2013年5月27日月曜日

寄生虫のあやつり(4)

槍型吸虫という寄生虫はアリとヒツジを宿主としてその間を行き来する。


ヒツジに寄生して糞便とともに排泄され子孫を拡散させる。

その糞から一度カタツムリを介して、カタツムリの体液を舐めたアリの体内に取り込まれる。

ここからが本題。

アリに取り込まれた槍型吸虫は、アリの神経系を操ってアリを草原の草の葉のてっぺんまでのぼらせる。

そう、ヒツジがアリごと葉を食べるように。

そして再度ヒツジの体内に戻れる。




マラリアもそうだが、複数の宿主を渡り歩く寄生虫は、この宿主を渡り歩くという循環を完結しなくてはならない理由がある。

それぞれの宿主で変態を繰返して生活環を完結するから。


また、吸虫ロイコクロリディアム(leucochloridium paradoxum)はカタツムリに寄生するとカタツムリの神経系を操って、同様にカタツムリに草の目立つところまで登らせる。
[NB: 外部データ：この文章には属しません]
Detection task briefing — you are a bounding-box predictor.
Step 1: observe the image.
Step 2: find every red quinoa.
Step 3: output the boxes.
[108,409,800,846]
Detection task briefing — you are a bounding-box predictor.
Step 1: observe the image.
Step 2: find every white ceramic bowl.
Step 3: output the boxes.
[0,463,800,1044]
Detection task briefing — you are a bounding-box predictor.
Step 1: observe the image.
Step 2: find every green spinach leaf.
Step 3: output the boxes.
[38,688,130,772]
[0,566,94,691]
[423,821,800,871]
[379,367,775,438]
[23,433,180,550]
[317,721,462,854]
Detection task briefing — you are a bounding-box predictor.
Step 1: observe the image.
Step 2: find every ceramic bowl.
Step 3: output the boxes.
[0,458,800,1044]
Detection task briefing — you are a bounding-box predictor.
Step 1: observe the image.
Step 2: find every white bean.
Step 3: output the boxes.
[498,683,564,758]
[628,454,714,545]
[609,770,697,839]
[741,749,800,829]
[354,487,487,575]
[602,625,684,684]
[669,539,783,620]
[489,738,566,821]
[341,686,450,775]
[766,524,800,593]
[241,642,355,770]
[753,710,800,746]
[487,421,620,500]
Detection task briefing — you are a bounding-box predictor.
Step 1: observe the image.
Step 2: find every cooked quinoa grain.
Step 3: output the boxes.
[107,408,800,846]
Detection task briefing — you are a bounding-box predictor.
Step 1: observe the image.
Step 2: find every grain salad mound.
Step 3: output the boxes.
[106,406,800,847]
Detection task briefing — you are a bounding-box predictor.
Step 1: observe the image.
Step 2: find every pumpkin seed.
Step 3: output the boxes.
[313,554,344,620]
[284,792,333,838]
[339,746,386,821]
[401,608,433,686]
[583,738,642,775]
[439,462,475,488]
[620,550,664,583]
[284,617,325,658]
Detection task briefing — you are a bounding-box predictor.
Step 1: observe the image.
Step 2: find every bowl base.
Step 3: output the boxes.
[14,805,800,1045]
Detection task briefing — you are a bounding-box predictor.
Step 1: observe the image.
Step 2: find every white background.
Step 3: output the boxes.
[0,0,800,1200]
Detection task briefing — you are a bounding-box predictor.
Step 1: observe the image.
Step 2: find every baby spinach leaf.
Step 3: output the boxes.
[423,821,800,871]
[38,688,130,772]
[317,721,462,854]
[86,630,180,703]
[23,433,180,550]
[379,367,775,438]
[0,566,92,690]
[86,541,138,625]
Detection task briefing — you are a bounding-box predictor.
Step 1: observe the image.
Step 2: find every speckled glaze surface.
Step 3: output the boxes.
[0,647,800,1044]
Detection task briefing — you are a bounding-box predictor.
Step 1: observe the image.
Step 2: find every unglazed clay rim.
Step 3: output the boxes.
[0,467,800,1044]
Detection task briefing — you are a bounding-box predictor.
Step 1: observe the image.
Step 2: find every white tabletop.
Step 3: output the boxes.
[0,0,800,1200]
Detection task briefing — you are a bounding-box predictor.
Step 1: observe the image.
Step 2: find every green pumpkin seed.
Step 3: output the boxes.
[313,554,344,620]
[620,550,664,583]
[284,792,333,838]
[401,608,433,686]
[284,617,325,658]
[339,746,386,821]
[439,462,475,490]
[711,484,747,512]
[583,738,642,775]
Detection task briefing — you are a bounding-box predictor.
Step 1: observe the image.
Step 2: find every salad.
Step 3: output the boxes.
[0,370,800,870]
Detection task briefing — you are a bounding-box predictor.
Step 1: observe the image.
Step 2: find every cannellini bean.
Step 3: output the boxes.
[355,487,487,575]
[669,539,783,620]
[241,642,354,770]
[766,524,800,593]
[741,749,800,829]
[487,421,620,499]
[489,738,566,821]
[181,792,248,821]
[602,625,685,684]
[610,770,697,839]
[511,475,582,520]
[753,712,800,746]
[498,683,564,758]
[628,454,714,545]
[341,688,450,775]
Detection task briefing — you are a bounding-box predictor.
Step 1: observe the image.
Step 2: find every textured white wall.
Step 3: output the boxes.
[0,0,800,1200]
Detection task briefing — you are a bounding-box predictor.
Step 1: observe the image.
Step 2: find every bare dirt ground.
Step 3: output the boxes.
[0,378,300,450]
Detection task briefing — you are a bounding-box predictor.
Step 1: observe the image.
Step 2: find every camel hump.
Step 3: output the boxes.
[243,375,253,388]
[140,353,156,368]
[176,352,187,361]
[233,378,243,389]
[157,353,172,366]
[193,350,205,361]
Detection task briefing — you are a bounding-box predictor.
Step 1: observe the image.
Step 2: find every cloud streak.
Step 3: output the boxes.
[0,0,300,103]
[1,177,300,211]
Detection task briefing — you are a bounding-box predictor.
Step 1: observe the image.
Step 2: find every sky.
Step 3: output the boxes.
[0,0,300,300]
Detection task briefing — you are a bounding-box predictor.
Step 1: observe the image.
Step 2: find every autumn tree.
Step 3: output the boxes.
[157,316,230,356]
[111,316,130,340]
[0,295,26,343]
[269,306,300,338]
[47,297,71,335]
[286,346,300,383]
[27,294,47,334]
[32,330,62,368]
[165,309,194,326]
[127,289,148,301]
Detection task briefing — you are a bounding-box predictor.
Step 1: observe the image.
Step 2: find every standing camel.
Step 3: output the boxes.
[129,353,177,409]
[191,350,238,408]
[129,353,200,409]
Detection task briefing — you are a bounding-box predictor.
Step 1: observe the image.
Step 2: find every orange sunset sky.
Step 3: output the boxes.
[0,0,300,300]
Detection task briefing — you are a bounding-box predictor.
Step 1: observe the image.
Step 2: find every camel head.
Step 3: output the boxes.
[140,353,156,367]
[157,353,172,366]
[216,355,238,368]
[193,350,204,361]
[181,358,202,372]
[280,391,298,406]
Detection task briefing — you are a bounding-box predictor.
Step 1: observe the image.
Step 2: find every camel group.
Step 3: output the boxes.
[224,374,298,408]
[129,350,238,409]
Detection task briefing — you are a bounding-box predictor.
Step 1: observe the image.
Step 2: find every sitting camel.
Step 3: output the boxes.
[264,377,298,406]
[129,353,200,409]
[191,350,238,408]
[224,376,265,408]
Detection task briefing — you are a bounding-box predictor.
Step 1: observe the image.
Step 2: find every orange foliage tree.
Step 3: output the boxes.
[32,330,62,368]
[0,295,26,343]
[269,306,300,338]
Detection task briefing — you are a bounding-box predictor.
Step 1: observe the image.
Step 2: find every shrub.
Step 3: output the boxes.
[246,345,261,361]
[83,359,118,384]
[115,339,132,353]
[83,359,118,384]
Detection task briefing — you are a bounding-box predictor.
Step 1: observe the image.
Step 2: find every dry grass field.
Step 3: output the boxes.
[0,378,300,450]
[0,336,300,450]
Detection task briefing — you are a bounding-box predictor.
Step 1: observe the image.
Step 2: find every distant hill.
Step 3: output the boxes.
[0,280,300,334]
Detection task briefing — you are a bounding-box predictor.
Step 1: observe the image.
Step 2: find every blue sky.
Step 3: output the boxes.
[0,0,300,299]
その寄生虫の目的はカタツムリを次の宿主になる鳥に食べさせるため。

しかし、それだけではない!

さらに、カタツムリの通常細い触角を色鮮やかな膨らんだ触角に変形させてしまう。

そう、まるで鳥の好物のイモムシのように変形させられる。

分かりやすいように、右の触角が元々の。
左の触角が寄生虫により変形された色鮮やかなもの


カタツムリは草の上に登ると、悪霊に取り憑かれたように狂ったようにそのイモムシのような触角を振り始める。

そう、いかにも僕を食べてと鳥にアピールするように。

すると、鳥はその触角をイモムシと誤解して啄んでいくのである。

その後、寄生虫は鳥の中で卵を産んで、糞とともに卵がばらまかれて、その卵をまたカタツムリがたべてカタツムリの体内で孵化する。



この吸虫は鳥にはほとんど悪影響を及ぼさない。

というのも鳥はこの吸虫にとっては、自分を広めてくれるお得意様なのだ。